Spectrum of bond operator for varying material preparation protocols. (a) Distribution of $\mathcal{A}$ eigenvalues for four different $T_{\mathrm{p}}$. Lighter colors (bottom) represent deeper annealing. The scale triangles depict the predicted high-$\lambda P\left(\lambda \right)\sim {\lambda }^{-7/2}$ power law and mid-$\lambda P\left(\lambda \right)\sim {\lambda }^{-2}$ scaling respectively. (b) Participation ratio of particle force modes multiplied by $N$ as a function of $\lambda$ for varying $T_{\mathrm{p}}$, color scale as in (a). We use the plateau values of $Ne$ in the high-$\lambda$ regime to extract QLM length scales $\xi$ from $\mathcal{A}$ modes.

Figure 4

Eigenmodes of $\mathcal{A}$ and their correspondence to PHMs. (a) High-$\lambda$ bond force mode $|f\rangle$ obtained by diagonalizing $\mathcal{A}$. Red-colored bonds represent extension, and blue-colored bonds represent compression. Line opacity and thickness are adjusted to reflect the magnitude of extension or compression, and we color only the top $10\%$ (in magnitude) of bonds. (b) Particle force mode $|F\rangle$ (blue) corresponding to the bond force mode in (a) and related pseudoharmonic force mode $|F_{\mathrm{PH}}\rangle$ (orange). (c) Particle displacement mode $|D\rangle$ (green) corresponding to the particle force mode in (b) and related pseudoharmonic displacement mode $|D_{\mathrm{PH}}\rangle$ (purple). (d) Spatial decay profiles of polarization vector magnitudes as a function of distance from disordered core. Colored points for each type of mode are the same as in (a)–(c). (e) Convergence of particle displacement and particle force modes to their corresponding PHMs. The results shown in (d) and (e) are for our ensemble of 3D IPL glasses, whereas (a)–(c) are presented in 2D for ease of visualization.

Figure 5

Effect of thermal annealing on $A_{\mathrm{g}}$ and $\xi$. Prefactor ratios $R_{A_{\mathrm{g}}}$ extracted from $P\left(\lambda \right)$ distributions in Fig. 3 as a function of parent temperature (open blue circles), overlaid on data reproduced from Ref. [24] (black connected dots).

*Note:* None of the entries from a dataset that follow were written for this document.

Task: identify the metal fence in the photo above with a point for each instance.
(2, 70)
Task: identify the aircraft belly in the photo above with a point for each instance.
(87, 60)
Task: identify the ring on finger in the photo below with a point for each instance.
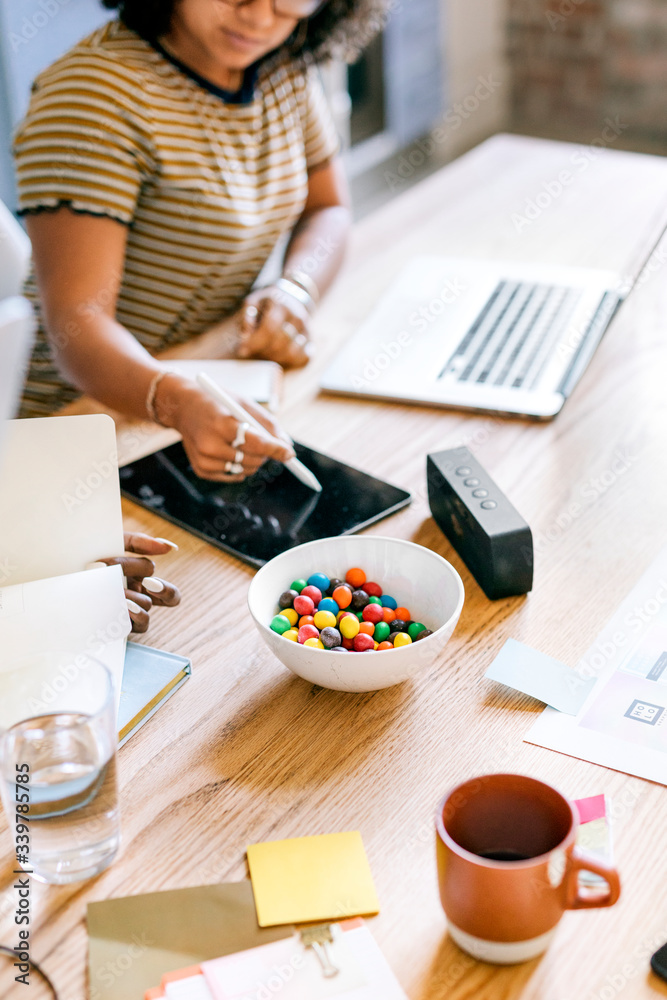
(241, 432)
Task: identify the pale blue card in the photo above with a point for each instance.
(531, 672)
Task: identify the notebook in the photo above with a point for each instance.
(152, 934)
(150, 677)
(351, 966)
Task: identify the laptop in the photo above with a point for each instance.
(16, 333)
(507, 338)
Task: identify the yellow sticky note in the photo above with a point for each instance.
(311, 878)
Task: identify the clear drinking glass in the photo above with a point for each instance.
(58, 744)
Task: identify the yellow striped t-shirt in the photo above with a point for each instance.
(207, 182)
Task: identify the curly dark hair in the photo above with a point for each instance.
(342, 28)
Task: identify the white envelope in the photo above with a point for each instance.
(78, 613)
(59, 497)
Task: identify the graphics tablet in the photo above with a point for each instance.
(267, 513)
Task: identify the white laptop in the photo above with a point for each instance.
(482, 335)
(16, 333)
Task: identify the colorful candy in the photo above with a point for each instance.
(356, 577)
(280, 624)
(324, 619)
(304, 605)
(328, 604)
(351, 615)
(342, 596)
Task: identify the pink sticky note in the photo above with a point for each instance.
(591, 808)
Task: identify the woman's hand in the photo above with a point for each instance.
(274, 326)
(219, 446)
(144, 590)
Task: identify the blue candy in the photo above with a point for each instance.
(327, 603)
(319, 580)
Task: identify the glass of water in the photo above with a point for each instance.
(58, 742)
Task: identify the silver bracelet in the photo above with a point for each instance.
(297, 292)
(305, 281)
(150, 396)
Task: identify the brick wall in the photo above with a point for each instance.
(577, 63)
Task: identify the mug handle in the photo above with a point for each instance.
(575, 899)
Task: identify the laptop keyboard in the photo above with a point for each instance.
(515, 335)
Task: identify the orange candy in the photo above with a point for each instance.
(355, 577)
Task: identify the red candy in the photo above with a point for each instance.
(373, 613)
(307, 632)
(362, 642)
(303, 604)
(349, 598)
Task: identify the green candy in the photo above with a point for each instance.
(381, 632)
(280, 624)
(414, 629)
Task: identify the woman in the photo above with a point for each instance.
(161, 161)
(143, 589)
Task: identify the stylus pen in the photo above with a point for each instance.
(296, 467)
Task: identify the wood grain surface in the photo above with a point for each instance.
(246, 752)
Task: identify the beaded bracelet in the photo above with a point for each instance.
(150, 396)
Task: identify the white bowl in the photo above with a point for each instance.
(418, 578)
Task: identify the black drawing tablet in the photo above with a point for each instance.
(266, 514)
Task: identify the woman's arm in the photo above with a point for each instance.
(316, 249)
(79, 264)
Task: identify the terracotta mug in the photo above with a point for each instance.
(508, 866)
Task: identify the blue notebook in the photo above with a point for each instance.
(150, 676)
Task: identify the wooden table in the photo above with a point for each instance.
(246, 752)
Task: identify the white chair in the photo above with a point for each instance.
(14, 254)
(17, 326)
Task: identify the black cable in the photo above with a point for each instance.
(10, 952)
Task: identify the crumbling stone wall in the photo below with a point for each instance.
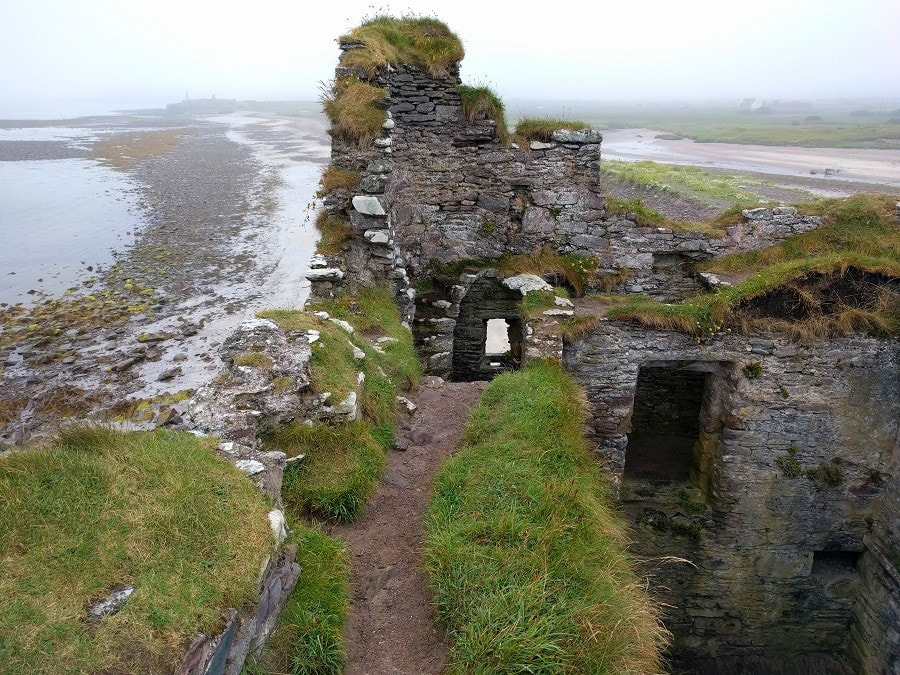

The inset shows the QLM length scale ratio $R_{\xi }$ extracted from the participation plateaus in Fig. 3 as a function of parent temperature (open red circles), also overlaid on data from Ref. [24] (black connected dots).

Figure 6

(a) Participation ratio as a function of $\mathcal{A}$ eigenvalue $\lambda$ for particle force modes (blue, bottom) and particle displacement modes (green, top). Markers represent the participations and eigenvalues associated with the sample $|D\rangle$ and $|F\rangle$ modes in (b)–(g), which are arranged in the same order. (b)–(d) Particle displacement modes corresponding to the profile in (a), arranged from low to high $\lambda$ from left to right. (e)–(g) Particle force modes corresponding to the profile in (a), arranged from low to high $\lambda$ from left to right.

Figure 7

$P\left(\lambda \right)$ and $D\left(\omega \right)$ distributions for ensembles of harmonic sphere packings. Spectra for varying system sizes are represented with different shapes and colors of marker as shown. (a) Full $P\left(\lambda \right)$ spectrum, where the scale triangle represents $P\left(\lambda \right)\sim {\lambda }^{-7/2}$ scaling. (b) The low-frequency $D\left(\omega \right)$ is shown to emphasize the presence of phonons. The scale triangle represents $D\left(\omega \right)\sim {\omega }^4$ scaling. Dashed vertical lines depict the lowest phonon frequency given by ${\omega }_{\text{ph}}=2\pi c_s/L$ where corresponding peaks are visible.